Orthonormal Basis in Minkowski Space

TL;DR

This paper explores the structure of orthonormal bases in Minkowski space within Finsler geometry, analyzing transformations and group actions to understand reference frames in such spaces.

Contribution

It defines orthonormal bases in Minkowski space, examines their transformation properties, and introduces the concepts of motions and quasimotions, contributing to the geometric understanding of Finsler spaces.

Findings

Set of motions forms a not complete group SO(V)

Passive transformations generate a passive representation of SO(V)

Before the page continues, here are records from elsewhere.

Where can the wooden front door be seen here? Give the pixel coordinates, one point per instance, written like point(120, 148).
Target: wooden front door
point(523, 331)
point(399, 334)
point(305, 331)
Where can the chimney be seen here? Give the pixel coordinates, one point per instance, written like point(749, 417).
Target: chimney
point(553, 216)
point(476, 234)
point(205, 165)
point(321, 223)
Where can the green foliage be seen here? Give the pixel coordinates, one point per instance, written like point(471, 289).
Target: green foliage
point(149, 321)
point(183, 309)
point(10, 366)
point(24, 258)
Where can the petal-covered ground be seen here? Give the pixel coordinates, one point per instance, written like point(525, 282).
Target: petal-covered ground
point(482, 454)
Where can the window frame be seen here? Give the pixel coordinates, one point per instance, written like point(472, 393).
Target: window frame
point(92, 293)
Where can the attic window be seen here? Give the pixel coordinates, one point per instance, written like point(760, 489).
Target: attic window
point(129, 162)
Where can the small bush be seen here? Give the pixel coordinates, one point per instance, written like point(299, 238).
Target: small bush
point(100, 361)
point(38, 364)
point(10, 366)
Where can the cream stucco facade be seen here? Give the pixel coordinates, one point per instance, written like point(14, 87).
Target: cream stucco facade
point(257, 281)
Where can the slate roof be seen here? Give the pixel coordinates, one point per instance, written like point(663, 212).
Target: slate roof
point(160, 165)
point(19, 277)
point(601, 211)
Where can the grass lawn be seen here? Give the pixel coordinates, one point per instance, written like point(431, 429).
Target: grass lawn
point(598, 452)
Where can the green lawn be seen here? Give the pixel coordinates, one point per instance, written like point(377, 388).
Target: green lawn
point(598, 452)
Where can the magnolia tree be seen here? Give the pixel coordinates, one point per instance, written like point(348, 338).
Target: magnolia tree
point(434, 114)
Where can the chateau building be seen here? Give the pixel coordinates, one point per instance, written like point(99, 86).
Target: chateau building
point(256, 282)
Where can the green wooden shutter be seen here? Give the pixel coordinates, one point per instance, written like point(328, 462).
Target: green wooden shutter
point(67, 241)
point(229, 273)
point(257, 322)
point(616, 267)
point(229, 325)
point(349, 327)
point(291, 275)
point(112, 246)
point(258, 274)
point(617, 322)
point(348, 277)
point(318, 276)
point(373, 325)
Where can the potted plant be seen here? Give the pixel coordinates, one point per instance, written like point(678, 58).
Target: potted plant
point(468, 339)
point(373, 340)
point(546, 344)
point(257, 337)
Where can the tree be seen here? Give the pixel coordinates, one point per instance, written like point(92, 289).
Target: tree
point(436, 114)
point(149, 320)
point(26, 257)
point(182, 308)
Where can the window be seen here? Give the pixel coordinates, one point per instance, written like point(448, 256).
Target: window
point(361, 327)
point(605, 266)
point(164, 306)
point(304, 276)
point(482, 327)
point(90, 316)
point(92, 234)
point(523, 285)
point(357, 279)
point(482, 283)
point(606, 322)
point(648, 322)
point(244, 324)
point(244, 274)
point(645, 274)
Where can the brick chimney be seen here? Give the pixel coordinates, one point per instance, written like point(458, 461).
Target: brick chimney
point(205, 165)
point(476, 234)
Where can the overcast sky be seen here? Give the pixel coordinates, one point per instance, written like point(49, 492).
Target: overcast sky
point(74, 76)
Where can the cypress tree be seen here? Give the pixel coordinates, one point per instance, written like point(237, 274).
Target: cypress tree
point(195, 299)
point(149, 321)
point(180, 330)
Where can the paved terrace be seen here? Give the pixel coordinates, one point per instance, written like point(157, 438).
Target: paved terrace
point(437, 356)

Active and passive representations are single transitive

Abstract

Finsler space is differentiable manifold for which Minkowski space is the fiber of the tangent bundle. To understand structure of the reference frame in Finsler space, we need to understand the structure of orthonormal basis in Minkowski space. In this paper, we considered the definition of orthonormal basis in Minkowski space, the structure of metric tensor relative to orthonormal basis, procedure of orthogonalization. Linear transformation of Minkowski space mapping at least one orthonormal basis into orthonormal basis is called motion. The set of motions of Minkowski space V generates not complete group SO(V) which acts single transitive on the basis manifold. Passive transformation of Minkowski space mapping at least one orthonormal basis into orthonormal basis is called quasimotion of Minkowski space. The set of passive transformations of Minkowski space generates passive representation of not complete group SO(V) on basis manifold. Since twin representations (active and passive) of not complete group SO(V) on basis manifold are single transitive, then we may consider definition of geometric object.